Русские писатели тоже смешные люди. Одни смеются сквозь слезы, другие – просто так. В этой смешной стране они пекутся о нравственности. Но, как ацтеки, они кровожадны, склонны к человеческим жертвоприношениям. Они отрубают головы женщинам и врагам. Романы пропитаны темой смешных отцов и смешных детей. Не только Тургенев и Достоевский, но и Серебряный век в «Петербурге» Андрея Белого договорили эту тему до ритуального убийства. Революционер-сын и реакционер-отец. Книга, бомба, террор. Знала бы моя мама, болея от моего детского равнодушия к печатному слову, прививая любовь к литературе, что я отражу эту тему в жизни, навредив всей семье, она бы, наверно, сожгла все книги нашей семейной библиотеки.

Из письма моей мамы моему папе, отправленному из Вены в Москву 17 февраля 1979 года:

Дорогой мой Вов,

живу уже две недели – завтра – без тебя. И все время словно под шотландским душем. То прохладная вода, то снова горячая…

Я уже тебе писала, что стараюсь заниматься все время до предела и быть с людьми, чтобы отделаться от гнетущих мыслей. Но вот, кажется, исчерпала все возможности всяких встреч. Да и как много их могло быть при нашей уединенной жизни?

 

Третий день льет дождь либо стоит густой туман, не располагающий даже выйти на улицу прогуляться. ‹…›

В который раз я переживаю за тебя! Ну какое ты имеешь отношение к литературным экспериментам? Виктор действовал как последний идиот, подставив себя под удары со всех сторон тогда, когда он еще ничего толком не сделал, как говорят, не вышел в люди. Что за безответственность! Он наломал дров, испортил себе в жизни многое и надолго.

Но вот ты! Ты-то при чем? Безупречная служба, подорвавшая тебе и здоровье, и нервы. Колоссальная ответственность. Вся жизнь, отданная работе. Вечерние бдения до полуночи, когда другие (неразборчиво) или пьют водку.

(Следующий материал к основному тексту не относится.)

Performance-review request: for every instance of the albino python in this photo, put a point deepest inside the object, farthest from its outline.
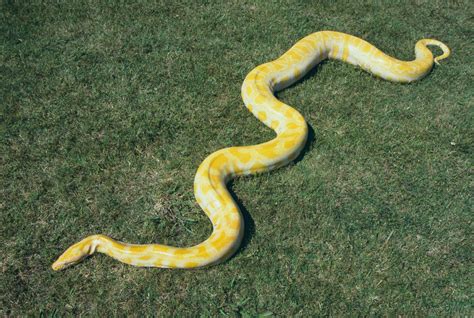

Надо кончать, ибо больше я не могу писать об этом. ‹…›

Посылаю вам кое-что.

Носки – Андрюше, баночку икры – Олежке. Вино – вам вместе.

Целую крепко-крепко,

Галя.

Как дикое животное, время резко меняет место своего обитания. В пыльных чемоданах крокодиловой кожи, дорогих портфелях с оторванными ручками, картонках из-под экспортной водки «Столичная» хранятся визитные карточки покойников, приглашения на приемы давно ушедших в отставку правительств, меню обедов и ужинов с несуществующими ныне людьми, газеты экст ренных новостей (в основном некрологи). Бюрократический экзистенциализм, тоска по бессмертию, жажда оставить след. Мой папа – барахольщик.

МАМА. Зачем тебе это нужно?

Отец никогда не отвечает на этот вопрос. В центральном ящике стола у него лежит номер «Правды»: невиданный в истории журналистики некрофильский апофеоз, заверстанный в черных рамках газетных полос. Стиль врачебного заключения о смерти вождя настолько блестящий, что невольно думаешь: все это – литература.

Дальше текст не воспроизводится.